While I’ve been screaming about Australian Dollar parity, the Canadian Loonie has launched a stealth attack against the Almighty Dollar. After achieving parity on the 20th September, it’s rallied almost 10% since then. Today it hit $1.09 in after-hours trading.
But I’m not complaining. Last month I received over $440 from Canadian Royalty Trusts. As the US Dollar keeps dropping, my income from the Trusts keeping increasing! (Although in theory, since they sell oil and gas which are priced in US dollars, a strengthening of the Loonie squeezes their profit margins. But lets ignore that fact since oil is near $100/barrel and I expect gas prices to start creeping up too).
But before you start buying up CurrencyShares Canadian Dollar Trust (FXC) in excitement, you should consider that a strong Loonie is bad for the Canadian economy. Their exports are more expensive to foreigners which is a problem since they export a lot. And the strength of their currency is causing Canadians to drive south across the border in US and spend their money here! (Which funnily enough, is great for us).

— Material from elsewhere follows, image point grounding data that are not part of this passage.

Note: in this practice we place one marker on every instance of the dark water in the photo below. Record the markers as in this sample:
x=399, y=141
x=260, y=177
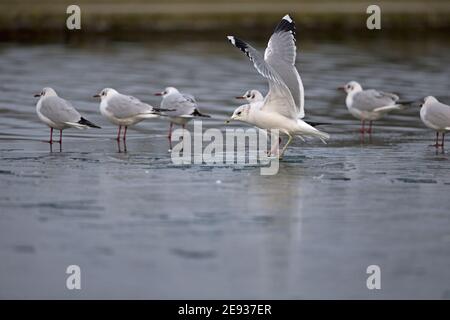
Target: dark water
x=141, y=227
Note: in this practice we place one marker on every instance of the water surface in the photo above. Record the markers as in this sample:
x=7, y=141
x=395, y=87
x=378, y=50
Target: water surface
x=141, y=227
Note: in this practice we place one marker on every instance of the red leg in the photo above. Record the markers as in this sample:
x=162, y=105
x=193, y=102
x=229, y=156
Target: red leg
x=118, y=133
x=125, y=133
x=170, y=131
x=437, y=140
x=370, y=127
x=169, y=136
x=51, y=136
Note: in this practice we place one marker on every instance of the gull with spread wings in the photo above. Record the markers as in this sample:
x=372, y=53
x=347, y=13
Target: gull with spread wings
x=283, y=107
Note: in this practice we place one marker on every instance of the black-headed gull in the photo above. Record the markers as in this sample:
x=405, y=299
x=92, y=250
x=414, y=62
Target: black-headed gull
x=123, y=110
x=283, y=106
x=370, y=105
x=252, y=96
x=179, y=107
x=436, y=115
x=58, y=113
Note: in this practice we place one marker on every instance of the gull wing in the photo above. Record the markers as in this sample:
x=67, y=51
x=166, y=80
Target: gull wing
x=279, y=99
x=438, y=114
x=280, y=54
x=368, y=100
x=59, y=110
x=123, y=106
x=180, y=105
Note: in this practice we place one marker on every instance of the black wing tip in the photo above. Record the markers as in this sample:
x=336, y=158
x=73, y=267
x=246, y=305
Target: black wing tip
x=238, y=43
x=286, y=25
x=85, y=122
x=197, y=113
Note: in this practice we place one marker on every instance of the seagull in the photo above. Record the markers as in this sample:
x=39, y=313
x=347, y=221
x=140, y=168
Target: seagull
x=370, y=105
x=58, y=113
x=255, y=96
x=179, y=107
x=123, y=110
x=436, y=115
x=283, y=106
x=252, y=96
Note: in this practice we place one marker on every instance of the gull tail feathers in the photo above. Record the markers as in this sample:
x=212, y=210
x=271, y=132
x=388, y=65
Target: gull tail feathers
x=76, y=125
x=150, y=115
x=85, y=122
x=197, y=113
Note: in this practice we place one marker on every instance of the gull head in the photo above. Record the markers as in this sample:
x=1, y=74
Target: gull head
x=429, y=100
x=105, y=93
x=252, y=96
x=351, y=87
x=46, y=92
x=167, y=91
x=241, y=114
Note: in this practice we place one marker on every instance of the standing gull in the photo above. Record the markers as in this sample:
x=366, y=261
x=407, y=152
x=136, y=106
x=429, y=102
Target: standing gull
x=252, y=96
x=283, y=107
x=255, y=96
x=436, y=115
x=181, y=108
x=58, y=113
x=123, y=110
x=369, y=105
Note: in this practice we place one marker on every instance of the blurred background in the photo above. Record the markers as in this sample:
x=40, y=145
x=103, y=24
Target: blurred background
x=44, y=19
x=141, y=227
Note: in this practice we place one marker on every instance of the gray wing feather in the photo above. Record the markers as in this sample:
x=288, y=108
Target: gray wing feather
x=280, y=54
x=59, y=110
x=368, y=100
x=279, y=98
x=123, y=106
x=179, y=104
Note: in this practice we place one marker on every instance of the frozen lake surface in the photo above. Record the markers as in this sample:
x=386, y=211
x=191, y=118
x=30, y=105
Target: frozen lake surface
x=141, y=227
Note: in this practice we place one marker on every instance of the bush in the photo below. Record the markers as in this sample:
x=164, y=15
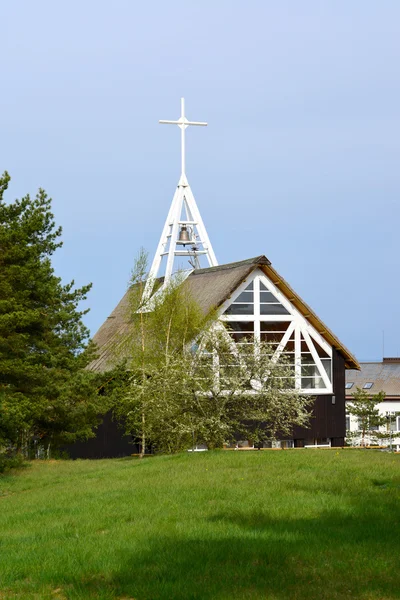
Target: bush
x=8, y=462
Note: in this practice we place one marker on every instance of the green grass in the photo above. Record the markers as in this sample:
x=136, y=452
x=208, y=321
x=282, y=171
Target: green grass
x=300, y=524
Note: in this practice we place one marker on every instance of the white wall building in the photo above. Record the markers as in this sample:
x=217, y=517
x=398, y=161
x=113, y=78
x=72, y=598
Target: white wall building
x=375, y=377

U.S. analyst Dennis Gartman, who was among the first to predict the loonie’s ascent past parity five years ago on the simple premise that Canada “has stuff the world wants,” said the Canadian currency is now on such a roll that it may be difficult to reverse quickly.
“The Canadian dollar is like an aircraft carrier and you can’t stop that on a dime, it’s got a lot of momentum. It’ll stop when one of your major exporters closes shop and says he can’t compete anymore.”
Gartman has disagreed with critics of the high dollar, saying that in the long run a strong currency is good for Canada because it will force businesses to compete in the world despite the high currency.
However, he is not long the Canadian dollar and predicts any rise above US$1.10 will be unsustainable.
But I’m still long the Australian Dollar and I expect it to achieve parity within the next 12 months.